Beginning with the flow of androgens at puberty, typical lesions of mild to moderately severe acne vulgaris in adolescents come and go for several years, usually disappearing completely and without residua, except at times for patulous infundibula on the nose and malar region. Episodically, the process is more fulminant and prolonged, conglobate lesions being long lasting and healing with unsightly atrophic scars. New lesions of acne keloidalis on a nape may continue to appear as the inflammatory process smoulders well into adulthood. Severe acne that occurs especially on the back in males often resolves with a type of anetoderma that presents itself as atrophic papules, and that is incorrectly designated “macular atrophy.”

A comedo may become progressively larger and eventually be gigantic. In time, the ever-expanding plug of cornified cells causes the wall of an infundibulum to become so thin that eventually it is breached, spewing into the dermis cornified cells, sebaceous secretion, and microorganisms. This event sets in motion an inflammatory reaction marked initially by suppuration, then by granulomatous inflammation, and, in time, by fibrosis. A pustule situated within an infundibulum, in a fashion comparable to a comedo, may become so large that its contents are disgorged into the dermis where they inevitably induce granulomatous inflammation and, sometimes, fibrosis.
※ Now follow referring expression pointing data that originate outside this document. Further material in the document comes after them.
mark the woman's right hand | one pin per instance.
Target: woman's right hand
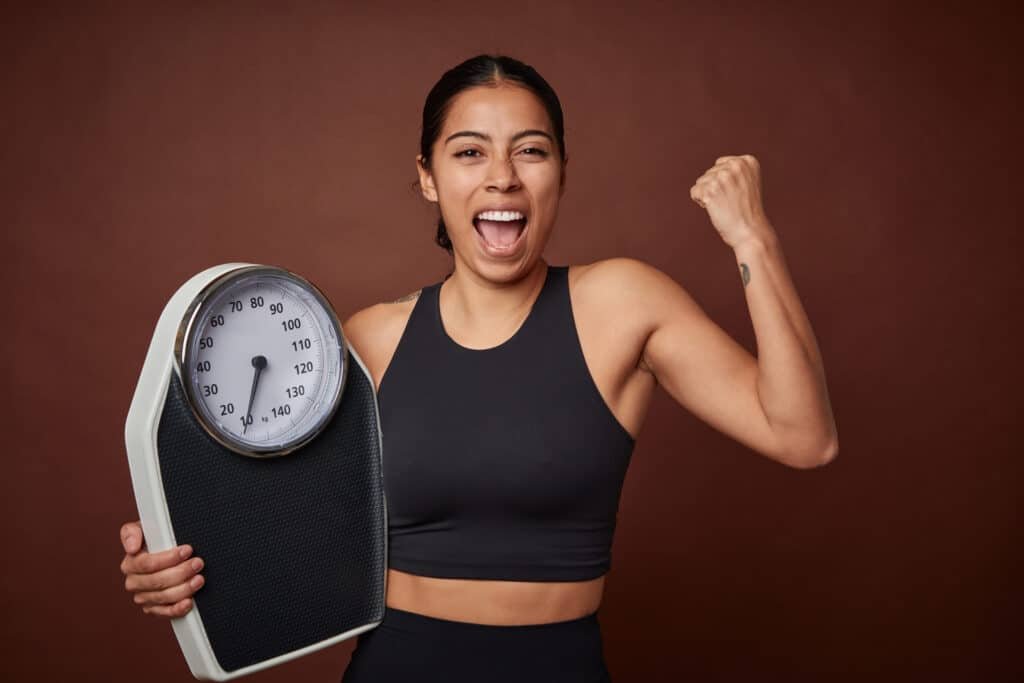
(164, 582)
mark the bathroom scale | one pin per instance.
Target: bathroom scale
(254, 436)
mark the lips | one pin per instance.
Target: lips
(501, 237)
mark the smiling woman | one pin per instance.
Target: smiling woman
(511, 394)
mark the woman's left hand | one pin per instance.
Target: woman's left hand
(730, 191)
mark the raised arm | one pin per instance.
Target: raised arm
(776, 403)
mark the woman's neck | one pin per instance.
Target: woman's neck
(470, 302)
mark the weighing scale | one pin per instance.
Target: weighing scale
(254, 436)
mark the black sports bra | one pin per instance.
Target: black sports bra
(503, 463)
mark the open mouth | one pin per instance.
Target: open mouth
(501, 230)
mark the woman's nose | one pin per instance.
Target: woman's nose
(502, 175)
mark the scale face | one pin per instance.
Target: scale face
(254, 436)
(262, 360)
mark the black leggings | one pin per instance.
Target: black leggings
(408, 646)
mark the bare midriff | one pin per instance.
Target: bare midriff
(494, 602)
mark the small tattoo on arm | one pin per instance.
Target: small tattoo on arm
(744, 272)
(408, 297)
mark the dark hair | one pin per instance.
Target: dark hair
(478, 71)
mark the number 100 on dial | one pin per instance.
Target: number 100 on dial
(262, 359)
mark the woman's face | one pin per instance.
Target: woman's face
(496, 153)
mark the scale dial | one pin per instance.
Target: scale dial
(262, 359)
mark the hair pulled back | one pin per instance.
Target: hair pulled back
(483, 70)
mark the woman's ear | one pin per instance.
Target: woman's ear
(426, 180)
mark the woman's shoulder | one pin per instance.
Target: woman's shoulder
(375, 331)
(615, 279)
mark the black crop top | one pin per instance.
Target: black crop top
(502, 463)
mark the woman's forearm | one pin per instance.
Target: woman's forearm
(791, 379)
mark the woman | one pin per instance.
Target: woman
(514, 391)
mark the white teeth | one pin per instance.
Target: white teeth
(500, 215)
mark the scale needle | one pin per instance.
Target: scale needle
(259, 363)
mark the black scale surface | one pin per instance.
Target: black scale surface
(294, 547)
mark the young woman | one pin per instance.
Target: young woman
(511, 394)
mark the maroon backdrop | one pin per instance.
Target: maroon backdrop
(143, 144)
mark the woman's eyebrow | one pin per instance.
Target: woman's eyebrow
(484, 136)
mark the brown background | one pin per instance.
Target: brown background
(143, 144)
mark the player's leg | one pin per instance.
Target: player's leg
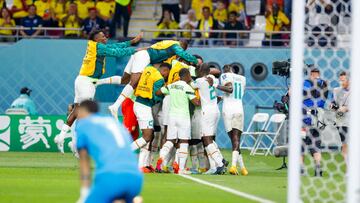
(145, 120)
(184, 135)
(140, 61)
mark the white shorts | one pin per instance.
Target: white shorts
(84, 88)
(233, 121)
(144, 116)
(156, 110)
(196, 124)
(137, 62)
(165, 110)
(209, 122)
(179, 128)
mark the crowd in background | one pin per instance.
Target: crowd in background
(86, 15)
(206, 16)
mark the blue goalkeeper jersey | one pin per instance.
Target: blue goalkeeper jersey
(107, 143)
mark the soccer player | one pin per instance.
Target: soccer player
(233, 113)
(157, 53)
(315, 95)
(340, 105)
(93, 67)
(179, 120)
(108, 144)
(148, 94)
(210, 118)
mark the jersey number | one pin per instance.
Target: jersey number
(212, 93)
(237, 90)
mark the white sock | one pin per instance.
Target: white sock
(182, 155)
(137, 144)
(176, 159)
(212, 164)
(143, 155)
(194, 156)
(241, 162)
(217, 147)
(201, 155)
(155, 143)
(235, 157)
(214, 153)
(110, 80)
(127, 92)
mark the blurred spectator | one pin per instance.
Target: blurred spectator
(59, 8)
(2, 4)
(122, 10)
(220, 13)
(19, 10)
(31, 21)
(93, 22)
(198, 6)
(105, 10)
(232, 24)
(167, 23)
(83, 8)
(6, 21)
(42, 6)
(239, 8)
(276, 20)
(24, 101)
(50, 20)
(71, 20)
(189, 23)
(173, 7)
(207, 23)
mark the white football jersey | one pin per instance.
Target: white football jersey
(233, 102)
(207, 93)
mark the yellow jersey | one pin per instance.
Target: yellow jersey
(83, 8)
(236, 7)
(18, 5)
(220, 15)
(42, 7)
(105, 9)
(3, 24)
(148, 78)
(93, 65)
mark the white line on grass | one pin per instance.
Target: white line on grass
(229, 190)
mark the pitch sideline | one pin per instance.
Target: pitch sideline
(229, 190)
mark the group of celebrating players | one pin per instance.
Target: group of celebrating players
(171, 96)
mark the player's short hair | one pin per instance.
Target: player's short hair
(90, 105)
(205, 68)
(184, 72)
(165, 65)
(93, 34)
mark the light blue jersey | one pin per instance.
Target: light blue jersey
(24, 102)
(107, 143)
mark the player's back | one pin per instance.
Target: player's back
(207, 93)
(233, 101)
(107, 143)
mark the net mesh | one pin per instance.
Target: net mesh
(327, 46)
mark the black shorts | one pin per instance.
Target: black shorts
(343, 132)
(312, 141)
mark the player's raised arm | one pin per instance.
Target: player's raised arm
(106, 50)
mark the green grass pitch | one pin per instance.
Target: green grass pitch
(52, 177)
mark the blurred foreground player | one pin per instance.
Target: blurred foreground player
(117, 176)
(92, 68)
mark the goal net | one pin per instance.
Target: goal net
(324, 115)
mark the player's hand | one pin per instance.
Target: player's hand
(84, 192)
(137, 38)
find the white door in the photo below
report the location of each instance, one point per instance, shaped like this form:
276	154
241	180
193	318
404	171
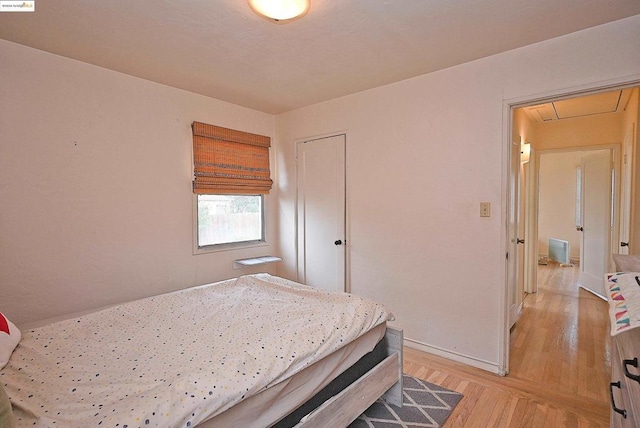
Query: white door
627	175
321	212
515	250
596	221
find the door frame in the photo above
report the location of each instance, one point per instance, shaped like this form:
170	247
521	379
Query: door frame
509	105
347	228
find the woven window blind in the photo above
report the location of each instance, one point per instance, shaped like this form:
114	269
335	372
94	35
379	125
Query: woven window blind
226	161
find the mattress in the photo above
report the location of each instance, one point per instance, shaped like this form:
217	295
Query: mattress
180	359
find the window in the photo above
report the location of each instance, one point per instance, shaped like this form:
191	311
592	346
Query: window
231	177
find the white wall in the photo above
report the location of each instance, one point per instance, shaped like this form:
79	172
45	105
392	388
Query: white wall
421	155
95	186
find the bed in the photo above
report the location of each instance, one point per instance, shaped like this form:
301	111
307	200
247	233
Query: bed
257	350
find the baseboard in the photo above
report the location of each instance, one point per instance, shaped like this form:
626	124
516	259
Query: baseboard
454	356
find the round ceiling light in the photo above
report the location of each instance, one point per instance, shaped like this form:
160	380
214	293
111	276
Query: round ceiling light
280	10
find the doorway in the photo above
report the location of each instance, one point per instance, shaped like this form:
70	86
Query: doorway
547	125
320	212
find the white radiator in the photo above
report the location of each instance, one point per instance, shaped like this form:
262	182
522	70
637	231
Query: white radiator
559	251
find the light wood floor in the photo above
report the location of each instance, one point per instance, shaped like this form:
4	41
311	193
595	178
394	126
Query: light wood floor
559	364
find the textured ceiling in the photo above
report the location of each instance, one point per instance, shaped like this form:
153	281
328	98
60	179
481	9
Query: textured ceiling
221	49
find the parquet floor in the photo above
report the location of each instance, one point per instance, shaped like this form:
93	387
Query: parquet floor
559	364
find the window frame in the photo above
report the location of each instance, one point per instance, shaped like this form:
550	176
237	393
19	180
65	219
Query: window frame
204	249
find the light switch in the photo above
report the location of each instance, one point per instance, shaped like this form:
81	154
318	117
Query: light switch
485	209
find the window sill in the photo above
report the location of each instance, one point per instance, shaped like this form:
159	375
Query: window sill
253	261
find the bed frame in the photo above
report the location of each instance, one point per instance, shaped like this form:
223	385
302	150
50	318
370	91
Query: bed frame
383	380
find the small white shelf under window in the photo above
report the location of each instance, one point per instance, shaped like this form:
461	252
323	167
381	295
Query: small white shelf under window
253	261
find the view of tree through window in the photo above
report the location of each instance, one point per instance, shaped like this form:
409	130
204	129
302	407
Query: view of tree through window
225	219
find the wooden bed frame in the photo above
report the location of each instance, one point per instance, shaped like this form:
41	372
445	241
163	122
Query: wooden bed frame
384	380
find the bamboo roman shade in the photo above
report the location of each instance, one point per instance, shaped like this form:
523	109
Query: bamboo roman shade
226	161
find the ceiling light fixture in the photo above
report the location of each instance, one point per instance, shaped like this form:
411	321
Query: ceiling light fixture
280	10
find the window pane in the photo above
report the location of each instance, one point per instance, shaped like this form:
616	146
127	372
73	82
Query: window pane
224	219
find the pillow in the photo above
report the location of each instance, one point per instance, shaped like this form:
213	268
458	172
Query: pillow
7	419
9	338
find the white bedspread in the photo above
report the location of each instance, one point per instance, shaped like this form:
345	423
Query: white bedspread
177	359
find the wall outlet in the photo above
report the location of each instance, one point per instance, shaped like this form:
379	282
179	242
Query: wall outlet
485	209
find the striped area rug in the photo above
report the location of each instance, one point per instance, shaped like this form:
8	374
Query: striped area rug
425	405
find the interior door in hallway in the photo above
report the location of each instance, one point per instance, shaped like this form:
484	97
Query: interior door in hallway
596	199
321	192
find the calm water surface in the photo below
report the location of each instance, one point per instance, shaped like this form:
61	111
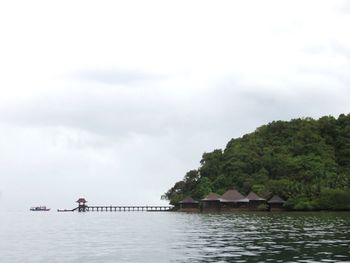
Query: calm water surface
174	237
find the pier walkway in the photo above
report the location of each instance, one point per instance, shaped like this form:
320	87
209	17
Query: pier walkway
85	208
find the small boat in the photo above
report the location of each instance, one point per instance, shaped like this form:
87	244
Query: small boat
39	208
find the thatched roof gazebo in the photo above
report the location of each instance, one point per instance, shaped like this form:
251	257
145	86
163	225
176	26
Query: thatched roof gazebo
188	200
211	202
254	197
188	205
233	196
276	203
276	200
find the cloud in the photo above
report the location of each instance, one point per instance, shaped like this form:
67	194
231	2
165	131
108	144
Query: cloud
114	77
131	99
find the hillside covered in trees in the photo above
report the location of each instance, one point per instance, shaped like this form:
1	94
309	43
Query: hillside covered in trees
305	161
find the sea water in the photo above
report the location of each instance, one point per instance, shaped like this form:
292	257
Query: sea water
174	237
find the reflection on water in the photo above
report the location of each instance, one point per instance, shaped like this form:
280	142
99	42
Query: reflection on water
174	237
284	237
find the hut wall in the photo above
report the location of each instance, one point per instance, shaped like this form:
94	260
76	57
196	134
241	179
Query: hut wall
189	207
277	207
254	204
233	206
211	206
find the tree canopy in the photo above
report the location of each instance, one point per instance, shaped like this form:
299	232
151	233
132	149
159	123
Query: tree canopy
305	161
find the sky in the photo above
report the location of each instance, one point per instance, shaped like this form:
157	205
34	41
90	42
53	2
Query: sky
115	101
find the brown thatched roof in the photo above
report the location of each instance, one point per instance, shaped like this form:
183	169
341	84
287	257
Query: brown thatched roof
212	197
276	200
188	200
233	196
254	197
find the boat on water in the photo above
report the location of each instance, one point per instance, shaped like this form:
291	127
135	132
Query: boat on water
39	208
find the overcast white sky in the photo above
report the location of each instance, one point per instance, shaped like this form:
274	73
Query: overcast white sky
115	100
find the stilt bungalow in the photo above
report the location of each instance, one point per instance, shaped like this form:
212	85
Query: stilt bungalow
233	200
188	205
276	203
255	201
211	203
81	204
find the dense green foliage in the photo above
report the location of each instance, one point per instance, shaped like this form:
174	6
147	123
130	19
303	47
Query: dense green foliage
306	161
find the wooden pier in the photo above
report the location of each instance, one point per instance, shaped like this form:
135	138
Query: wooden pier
82	207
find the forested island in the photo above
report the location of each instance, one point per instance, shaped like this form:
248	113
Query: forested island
305	161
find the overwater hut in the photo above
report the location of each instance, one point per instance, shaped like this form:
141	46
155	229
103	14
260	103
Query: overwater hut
188	205
255	201
276	203
81	204
233	200
211	203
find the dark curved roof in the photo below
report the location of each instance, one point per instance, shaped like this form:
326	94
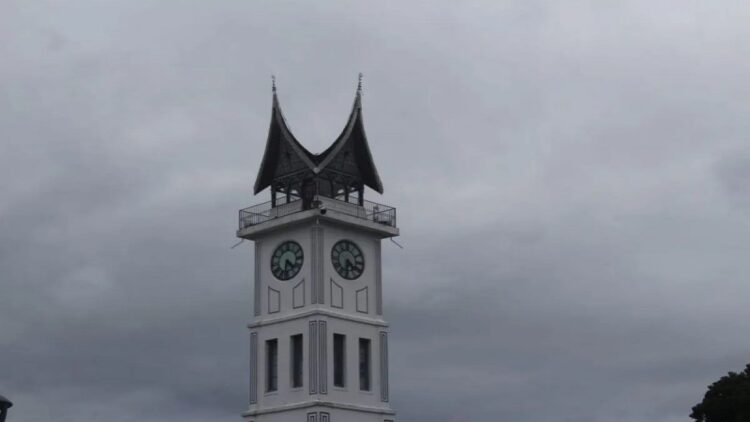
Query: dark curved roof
284	155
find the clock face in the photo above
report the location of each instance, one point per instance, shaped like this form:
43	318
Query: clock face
347	259
287	260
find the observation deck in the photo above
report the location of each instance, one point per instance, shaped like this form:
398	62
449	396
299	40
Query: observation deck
378	217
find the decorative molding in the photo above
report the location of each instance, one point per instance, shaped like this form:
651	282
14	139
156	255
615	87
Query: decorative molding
313	353
298	295
378	278
337	295
376	322
256	305
363	300
253	368
274	300
386	411
316	255
322	366
383	366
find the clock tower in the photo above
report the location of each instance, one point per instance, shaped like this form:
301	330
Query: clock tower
318	339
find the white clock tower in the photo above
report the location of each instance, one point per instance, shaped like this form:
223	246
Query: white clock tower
318	340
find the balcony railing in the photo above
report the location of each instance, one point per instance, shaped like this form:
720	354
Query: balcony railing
379	213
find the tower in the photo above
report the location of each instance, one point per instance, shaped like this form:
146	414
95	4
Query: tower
318	340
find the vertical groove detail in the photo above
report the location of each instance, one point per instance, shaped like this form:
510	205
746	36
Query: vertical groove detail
253	368
256	290
383	366
323	368
313	356
319	257
378	279
316	263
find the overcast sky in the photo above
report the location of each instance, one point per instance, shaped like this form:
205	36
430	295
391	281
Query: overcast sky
572	181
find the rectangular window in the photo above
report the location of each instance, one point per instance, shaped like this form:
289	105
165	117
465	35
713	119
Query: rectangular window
272	360
339	360
296	361
364	364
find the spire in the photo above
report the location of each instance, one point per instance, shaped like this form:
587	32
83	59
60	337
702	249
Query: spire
347	161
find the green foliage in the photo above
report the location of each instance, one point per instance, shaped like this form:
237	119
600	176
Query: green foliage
727	400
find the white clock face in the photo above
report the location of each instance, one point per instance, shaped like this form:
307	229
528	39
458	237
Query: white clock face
347	259
287	260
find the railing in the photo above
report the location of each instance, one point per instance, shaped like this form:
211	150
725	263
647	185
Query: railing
379	213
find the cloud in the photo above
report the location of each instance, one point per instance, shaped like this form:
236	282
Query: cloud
568	178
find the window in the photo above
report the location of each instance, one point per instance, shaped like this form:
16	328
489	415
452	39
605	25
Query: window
296	361
272	359
364	364
339	360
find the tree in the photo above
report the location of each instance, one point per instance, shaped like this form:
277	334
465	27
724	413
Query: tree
727	400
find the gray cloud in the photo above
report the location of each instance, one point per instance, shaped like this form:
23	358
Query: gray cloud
569	179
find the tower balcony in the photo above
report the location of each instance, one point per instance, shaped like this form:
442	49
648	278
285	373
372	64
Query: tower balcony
370	211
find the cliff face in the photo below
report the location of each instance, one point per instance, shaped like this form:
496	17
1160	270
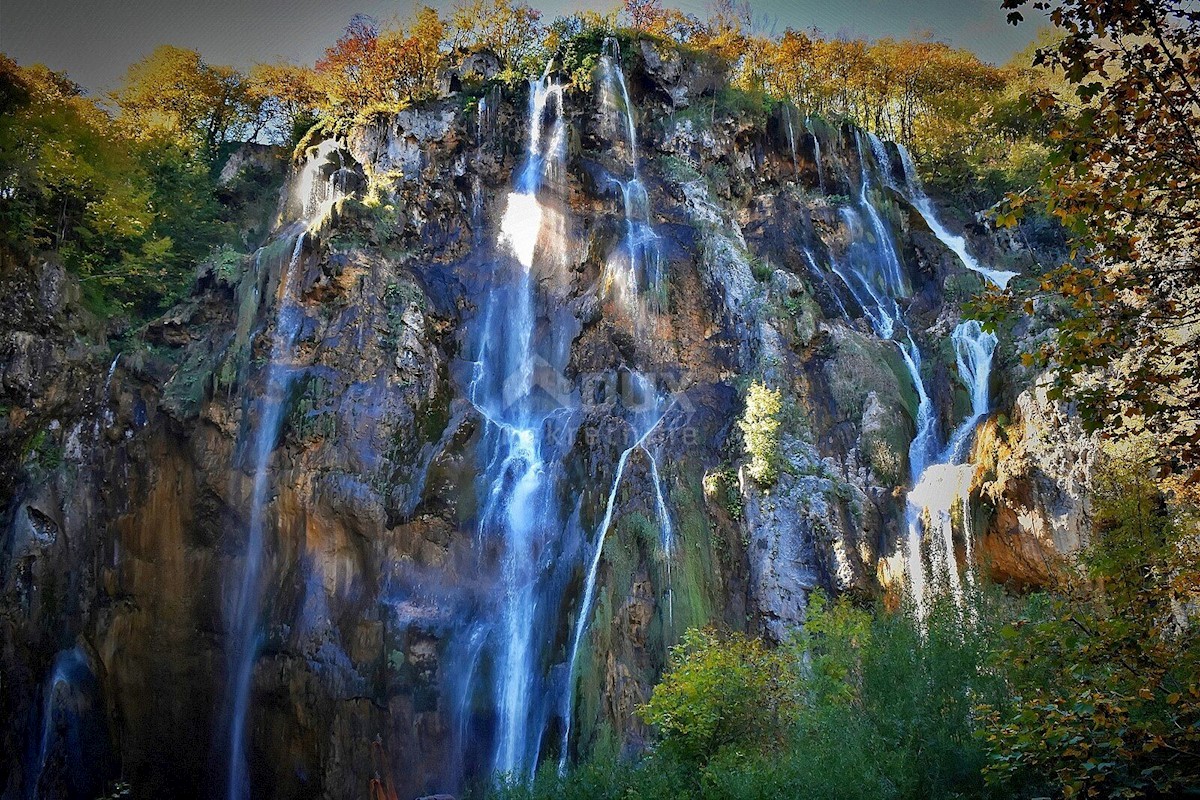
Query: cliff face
131	485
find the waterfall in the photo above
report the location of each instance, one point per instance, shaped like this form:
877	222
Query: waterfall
791	139
916	193
973	349
637	268
816	152
244	602
874	277
517	483
60	715
898	286
946	483
315	193
106	397
643	425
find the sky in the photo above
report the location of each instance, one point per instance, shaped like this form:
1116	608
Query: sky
94	41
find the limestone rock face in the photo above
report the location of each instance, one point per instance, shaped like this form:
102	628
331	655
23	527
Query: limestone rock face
1036	475
126	480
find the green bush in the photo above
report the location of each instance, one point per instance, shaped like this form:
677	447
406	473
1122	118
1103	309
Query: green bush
723	691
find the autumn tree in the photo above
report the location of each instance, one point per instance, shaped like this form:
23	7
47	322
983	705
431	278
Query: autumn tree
289	97
508	29
372	65
1125	180
646	16
175	92
127	215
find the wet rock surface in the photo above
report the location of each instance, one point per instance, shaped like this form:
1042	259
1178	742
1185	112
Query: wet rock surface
125	499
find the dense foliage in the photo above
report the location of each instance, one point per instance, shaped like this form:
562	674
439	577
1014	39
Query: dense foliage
1087	689
1125	179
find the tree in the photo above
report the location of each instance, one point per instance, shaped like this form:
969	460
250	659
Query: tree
288	95
1105	673
646	16
391	66
508	29
1125	180
174	92
127	216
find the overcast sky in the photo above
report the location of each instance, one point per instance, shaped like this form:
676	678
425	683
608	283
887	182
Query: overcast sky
96	40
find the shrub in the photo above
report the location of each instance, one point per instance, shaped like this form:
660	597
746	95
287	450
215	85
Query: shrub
723	691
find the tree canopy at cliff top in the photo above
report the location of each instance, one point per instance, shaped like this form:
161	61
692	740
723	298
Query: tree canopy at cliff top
1096	127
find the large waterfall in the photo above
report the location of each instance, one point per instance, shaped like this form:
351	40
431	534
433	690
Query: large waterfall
874	277
315	193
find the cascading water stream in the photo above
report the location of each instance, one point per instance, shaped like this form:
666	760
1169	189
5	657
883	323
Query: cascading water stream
316	196
791	139
898	284
245	601
643	427
816	154
916	193
639	268
519	482
874	278
66	673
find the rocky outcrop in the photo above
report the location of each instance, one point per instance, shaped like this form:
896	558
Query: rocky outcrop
1035	475
127	499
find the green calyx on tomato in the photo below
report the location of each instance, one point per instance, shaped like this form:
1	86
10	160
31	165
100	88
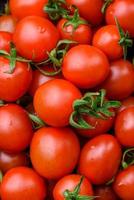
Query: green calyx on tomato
92	104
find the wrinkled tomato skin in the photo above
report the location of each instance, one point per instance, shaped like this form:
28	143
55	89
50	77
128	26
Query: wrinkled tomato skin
53	101
80	66
124	184
23	183
124	127
100	159
106	39
42	36
124	11
16	128
10	90
69	182
23	8
54	152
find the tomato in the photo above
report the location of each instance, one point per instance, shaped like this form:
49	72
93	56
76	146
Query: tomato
124	127
23	8
85	66
14	85
89	10
124	184
124	11
69	183
54	152
53	101
120	82
23	183
8	161
36	43
100	159
106	39
16	128
5	40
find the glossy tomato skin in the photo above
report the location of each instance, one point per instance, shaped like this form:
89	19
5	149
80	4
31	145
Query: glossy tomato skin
23	183
82	34
100	159
80	66
9	161
69	182
10	90
53	101
36	43
120	82
54	152
106	39
124	11
89	10
23	8
16	128
124	127
124	184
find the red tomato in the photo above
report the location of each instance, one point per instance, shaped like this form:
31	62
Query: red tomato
23	183
120	82
85	66
89	9
53	101
14	85
106	39
54	152
124	11
70	182
100	159
124	184
124	127
9	161
23	8
15	128
34	37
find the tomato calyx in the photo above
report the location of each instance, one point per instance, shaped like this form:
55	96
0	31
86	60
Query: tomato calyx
92	104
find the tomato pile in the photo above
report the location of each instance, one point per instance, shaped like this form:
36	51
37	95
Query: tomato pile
66	100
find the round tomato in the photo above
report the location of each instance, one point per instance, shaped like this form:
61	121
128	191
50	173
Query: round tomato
15	128
54	152
85	66
124	184
23	183
124	127
53	101
14	85
34	37
69	183
100	159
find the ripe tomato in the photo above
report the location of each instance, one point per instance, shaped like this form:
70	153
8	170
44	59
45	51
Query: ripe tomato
106	39
16	128
23	183
89	10
85	66
42	36
120	82
54	152
53	101
23	8
8	161
100	159
124	11
69	183
124	127
14	85
124	184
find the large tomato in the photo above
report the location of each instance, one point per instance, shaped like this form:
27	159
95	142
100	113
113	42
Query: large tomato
34	37
54	152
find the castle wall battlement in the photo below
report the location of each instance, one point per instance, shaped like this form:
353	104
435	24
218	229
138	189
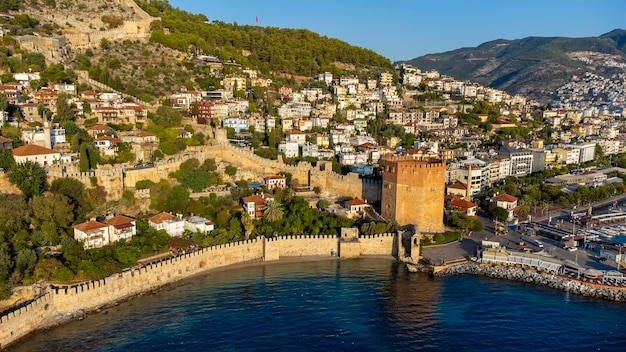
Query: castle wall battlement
65	300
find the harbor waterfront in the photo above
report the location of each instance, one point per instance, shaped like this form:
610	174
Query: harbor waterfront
60	304
367	304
If the focus of suppuration in the reticular dermis (and, at times, the subcutaneous fat) becomes very large, a huge abscess forms and the destructive effects of products of the neutrophils that compose it lead invariably to extensive fibrosis. When the epithelium of infundibula and eccrine ducts then proliferates in pseudocarcinomatous fashion in an attempt to “wall off” the abscess, sinus tracts may come into being. If several contiguous abscesses have formed, each being positioned at the site of an infundibulum, the result may be sinus tracts that are interconnected. That phenomenon resolves with extensive fibroplasia.

Acne vulgaris may consist only of comedones, but in most patients, comedones are joined by reddish papules and pustules. That very common expression of acne vulgaris does not, as a rule, resolve with scars. If, however, abscesses form and especially if the process eventuates in draining sinuses, severe scarring is a certainty. Whereas pustules of acne vulgaris may begin to wane in days, abscesses that are followed by granulomatous inflammation and fibrosis may not resolve completely for many months.